Losing Ground with Style

I recently applied to a school for massage therapy. On the application, they asked the question, “What is your philosophy of wellness and healing?” I had never quite considered the question before. This is what I came up with…

Every common rock is disease-free, but we do not call rocks healthy or well on that account, because we intuitively recognize that health is more than the absence of disease; it is the presence of vitality.
Health is not an accident; it is a gift from God. As with any gift, health calls for gratitude, and gratitude cannot be merely spoken. A child who says “Thank you” to his grandmother for the hand-knit sweater and then never wears it is polite, but not grateful. Saying “Thank you” is appropriate as far as it goes, but embodying real gratitude requires right use of the gift.

Every gift has its right use. A sweater should be worn; an album should be played; a toy should be played with. Even that most generic of gifts, money, is meant to be spent — as is our health. The gift can be stewarded, but not hoarded. We are all spending our capital, and in the end, our last creditor drains the account. In N. D. Wilson’s unforgettable phrase, “death by living” is the best we can hope for. So the question is not whether we will spend our health, but how — and how quickly.

Healing is the art of slowing down, of losing ground with style. We all move toward the edge of the cliff where our last creditor is waiting. Healing is helping someone spin away from the edge this time, helping someone dance two steps forward for every three steps back, helping someone dance instead of just being inexorably dragged toward the edge, clinging in vain to a bean-sprout sandwich.

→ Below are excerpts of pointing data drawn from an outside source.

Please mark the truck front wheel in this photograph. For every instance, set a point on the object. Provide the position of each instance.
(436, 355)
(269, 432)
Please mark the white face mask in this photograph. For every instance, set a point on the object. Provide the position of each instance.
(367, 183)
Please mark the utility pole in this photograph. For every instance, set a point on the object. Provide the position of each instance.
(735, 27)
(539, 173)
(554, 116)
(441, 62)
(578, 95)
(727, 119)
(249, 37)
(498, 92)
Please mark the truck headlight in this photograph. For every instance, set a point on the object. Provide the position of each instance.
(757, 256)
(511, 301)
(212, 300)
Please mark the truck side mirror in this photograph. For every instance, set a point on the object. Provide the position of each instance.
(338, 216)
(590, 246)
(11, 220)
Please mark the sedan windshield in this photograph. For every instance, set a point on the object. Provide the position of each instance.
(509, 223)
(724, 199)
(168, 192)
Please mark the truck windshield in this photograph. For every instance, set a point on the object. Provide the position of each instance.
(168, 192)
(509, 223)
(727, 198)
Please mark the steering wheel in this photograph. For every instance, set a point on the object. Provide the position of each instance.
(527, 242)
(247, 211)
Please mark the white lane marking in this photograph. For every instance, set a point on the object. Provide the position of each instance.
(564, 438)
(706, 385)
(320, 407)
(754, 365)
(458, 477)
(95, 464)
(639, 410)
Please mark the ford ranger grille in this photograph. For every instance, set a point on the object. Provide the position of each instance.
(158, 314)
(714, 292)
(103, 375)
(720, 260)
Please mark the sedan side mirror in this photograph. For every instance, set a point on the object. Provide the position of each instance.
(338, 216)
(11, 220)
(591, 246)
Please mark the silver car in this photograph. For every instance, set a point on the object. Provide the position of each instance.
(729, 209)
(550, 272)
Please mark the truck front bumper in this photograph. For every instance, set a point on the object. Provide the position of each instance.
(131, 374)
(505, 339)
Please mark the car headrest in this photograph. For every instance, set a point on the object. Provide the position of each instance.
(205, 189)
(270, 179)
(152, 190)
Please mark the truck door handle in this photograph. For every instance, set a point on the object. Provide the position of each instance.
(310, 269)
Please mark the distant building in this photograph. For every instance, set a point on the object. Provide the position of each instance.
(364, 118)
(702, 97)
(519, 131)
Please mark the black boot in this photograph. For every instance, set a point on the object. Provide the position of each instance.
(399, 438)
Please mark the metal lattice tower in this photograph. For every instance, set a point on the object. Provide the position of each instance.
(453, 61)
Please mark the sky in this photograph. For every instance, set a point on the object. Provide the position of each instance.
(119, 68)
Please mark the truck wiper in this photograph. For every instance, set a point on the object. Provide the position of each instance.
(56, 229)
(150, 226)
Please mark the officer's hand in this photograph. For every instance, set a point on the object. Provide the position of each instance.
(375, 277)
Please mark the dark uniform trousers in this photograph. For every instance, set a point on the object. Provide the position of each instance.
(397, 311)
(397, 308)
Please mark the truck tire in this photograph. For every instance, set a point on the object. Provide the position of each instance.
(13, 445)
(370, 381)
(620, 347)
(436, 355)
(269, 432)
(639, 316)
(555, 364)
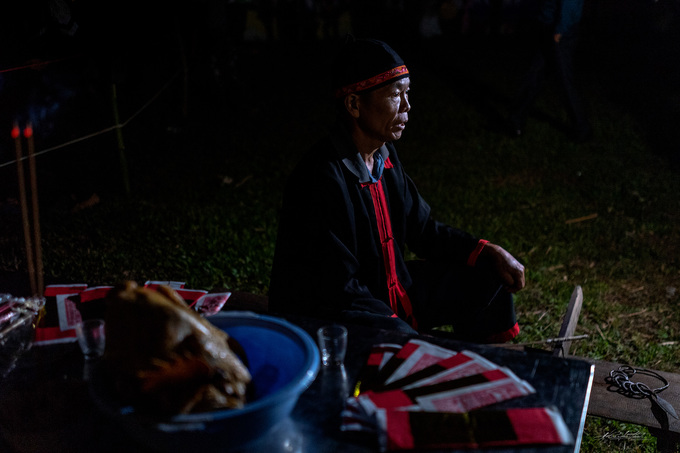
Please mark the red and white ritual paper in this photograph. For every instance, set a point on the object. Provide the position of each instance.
(422, 396)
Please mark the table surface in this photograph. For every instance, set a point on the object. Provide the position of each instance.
(46, 405)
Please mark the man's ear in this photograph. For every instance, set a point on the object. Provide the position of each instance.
(352, 104)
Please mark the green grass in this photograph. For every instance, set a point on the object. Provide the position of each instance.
(205, 204)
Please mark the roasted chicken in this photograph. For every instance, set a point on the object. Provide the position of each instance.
(165, 358)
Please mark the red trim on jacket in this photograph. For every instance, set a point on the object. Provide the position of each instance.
(506, 336)
(472, 259)
(397, 293)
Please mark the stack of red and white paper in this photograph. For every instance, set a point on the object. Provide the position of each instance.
(421, 396)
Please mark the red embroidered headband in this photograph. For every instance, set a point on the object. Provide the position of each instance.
(398, 72)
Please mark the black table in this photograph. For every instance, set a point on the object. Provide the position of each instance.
(45, 404)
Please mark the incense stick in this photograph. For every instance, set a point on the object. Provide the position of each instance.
(16, 135)
(28, 133)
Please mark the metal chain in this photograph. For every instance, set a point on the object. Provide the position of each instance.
(624, 373)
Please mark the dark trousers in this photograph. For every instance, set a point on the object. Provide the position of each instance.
(468, 299)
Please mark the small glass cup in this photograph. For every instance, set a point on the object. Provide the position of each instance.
(91, 338)
(333, 344)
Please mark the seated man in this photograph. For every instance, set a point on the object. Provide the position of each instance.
(350, 209)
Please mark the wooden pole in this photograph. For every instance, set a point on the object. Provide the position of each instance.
(16, 135)
(37, 241)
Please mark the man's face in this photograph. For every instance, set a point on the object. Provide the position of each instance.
(383, 113)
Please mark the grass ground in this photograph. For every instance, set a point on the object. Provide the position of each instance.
(206, 193)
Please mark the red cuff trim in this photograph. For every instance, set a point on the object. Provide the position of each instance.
(504, 337)
(472, 259)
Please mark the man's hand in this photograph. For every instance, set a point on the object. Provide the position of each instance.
(509, 270)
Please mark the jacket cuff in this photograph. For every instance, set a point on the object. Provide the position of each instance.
(472, 259)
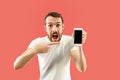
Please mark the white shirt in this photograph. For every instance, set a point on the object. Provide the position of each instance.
(55, 65)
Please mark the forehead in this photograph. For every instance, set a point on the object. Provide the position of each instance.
(51, 19)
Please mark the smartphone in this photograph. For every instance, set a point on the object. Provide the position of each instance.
(78, 36)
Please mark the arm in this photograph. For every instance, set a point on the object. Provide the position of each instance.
(24, 58)
(79, 59)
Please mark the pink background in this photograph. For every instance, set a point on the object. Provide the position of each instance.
(22, 21)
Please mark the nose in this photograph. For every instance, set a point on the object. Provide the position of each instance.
(54, 29)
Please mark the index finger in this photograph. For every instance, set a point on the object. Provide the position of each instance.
(53, 43)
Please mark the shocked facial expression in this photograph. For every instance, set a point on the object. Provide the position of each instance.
(54, 28)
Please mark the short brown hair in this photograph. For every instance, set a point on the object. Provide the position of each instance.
(53, 14)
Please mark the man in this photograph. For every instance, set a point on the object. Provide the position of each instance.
(54, 51)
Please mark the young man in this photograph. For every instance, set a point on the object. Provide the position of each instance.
(54, 51)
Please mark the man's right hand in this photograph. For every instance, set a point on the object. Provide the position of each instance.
(43, 47)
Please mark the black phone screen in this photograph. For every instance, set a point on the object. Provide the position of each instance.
(77, 36)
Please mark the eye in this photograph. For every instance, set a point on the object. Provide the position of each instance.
(58, 25)
(50, 25)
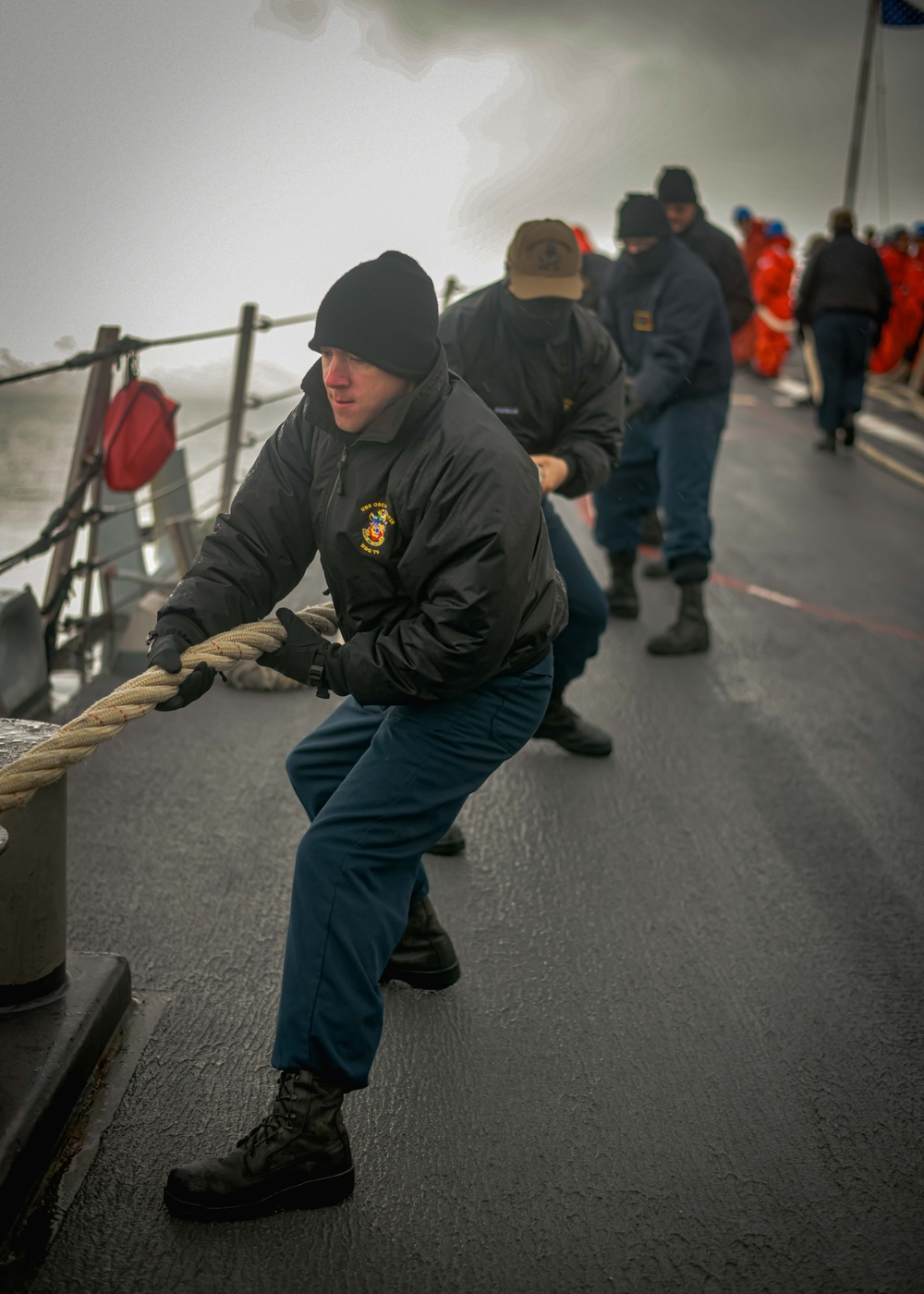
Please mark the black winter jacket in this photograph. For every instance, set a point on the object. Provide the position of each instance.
(723, 259)
(430, 533)
(561, 397)
(848, 275)
(671, 325)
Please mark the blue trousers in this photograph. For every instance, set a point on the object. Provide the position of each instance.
(843, 343)
(380, 786)
(666, 458)
(588, 611)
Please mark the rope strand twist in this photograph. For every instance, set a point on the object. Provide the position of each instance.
(77, 740)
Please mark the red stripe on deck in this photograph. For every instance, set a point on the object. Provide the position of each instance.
(782, 599)
(823, 612)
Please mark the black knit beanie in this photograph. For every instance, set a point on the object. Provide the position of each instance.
(675, 184)
(383, 311)
(642, 216)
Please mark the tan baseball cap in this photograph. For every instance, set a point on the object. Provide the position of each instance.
(543, 261)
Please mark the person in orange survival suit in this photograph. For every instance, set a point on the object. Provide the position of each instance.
(772, 307)
(900, 330)
(753, 242)
(594, 268)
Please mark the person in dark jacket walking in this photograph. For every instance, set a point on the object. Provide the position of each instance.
(677, 194)
(845, 298)
(554, 378)
(665, 311)
(427, 519)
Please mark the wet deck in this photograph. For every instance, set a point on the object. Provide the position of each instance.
(686, 1052)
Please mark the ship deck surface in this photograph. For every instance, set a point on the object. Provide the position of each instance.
(686, 1052)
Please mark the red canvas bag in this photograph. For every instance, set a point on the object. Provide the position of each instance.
(139, 435)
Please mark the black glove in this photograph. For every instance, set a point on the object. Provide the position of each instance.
(302, 656)
(633, 407)
(165, 643)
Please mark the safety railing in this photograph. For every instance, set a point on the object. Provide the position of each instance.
(136, 545)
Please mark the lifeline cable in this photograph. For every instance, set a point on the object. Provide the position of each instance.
(77, 740)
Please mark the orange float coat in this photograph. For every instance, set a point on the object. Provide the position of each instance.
(905, 317)
(772, 282)
(743, 340)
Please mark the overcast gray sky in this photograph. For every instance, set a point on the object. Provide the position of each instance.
(164, 162)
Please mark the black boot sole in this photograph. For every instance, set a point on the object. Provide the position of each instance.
(672, 651)
(456, 847)
(317, 1193)
(432, 980)
(590, 752)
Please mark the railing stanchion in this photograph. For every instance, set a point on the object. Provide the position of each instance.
(88, 442)
(245, 347)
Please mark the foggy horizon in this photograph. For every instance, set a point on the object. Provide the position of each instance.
(167, 165)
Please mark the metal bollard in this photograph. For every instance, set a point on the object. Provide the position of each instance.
(32, 880)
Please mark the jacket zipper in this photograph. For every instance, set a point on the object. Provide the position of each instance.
(336, 489)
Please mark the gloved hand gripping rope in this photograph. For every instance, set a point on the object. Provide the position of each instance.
(77, 740)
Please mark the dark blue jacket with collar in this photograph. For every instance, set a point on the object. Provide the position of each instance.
(671, 326)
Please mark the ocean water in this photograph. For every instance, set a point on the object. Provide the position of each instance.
(38, 429)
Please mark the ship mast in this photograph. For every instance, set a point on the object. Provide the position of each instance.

He who saves his life will lose it, as the rabbi said. Might as well dance.

Healing takes in the whole person. It is not enough to say that we require words for the spirit and touch for the body. A living soul is made of dust and breath, body and spirit, coextensively. You have never touched a living body without putting your fingers on a soul. When you touch a spirit with a loving word, watch what happens to the body — pupils dilate, posture and muscle tone shift, cheeks flush, breathing changes. Sometimes a word heals the body. Sometimes a touch heals the spirit.

But in reality, we do not heal people, or even cause healing. Healing is a mystery, a gift. A surgeon can align bones and stitch up a wound, but we say that he set the bone and closed the wound, not that he healed the injury. He can bring the pieces into proximity with one another, but he cannot make the skin join, the blood vessels reunite, the fascia reconnect, the fracture remodel. A counselor can cause thoughts to meet that had been carefully hidden from one another, but he cannot reach in and fill the place where someone tore a hole in his client’s spirit. We remove barriers. We align the parts, hoping for wholeness. We create an opportunity, a container in which someone can receive healing, if it is given to them. And we wait, sometimes for seconds, sometimes for weeks. The work is too fine for any hands but God’s.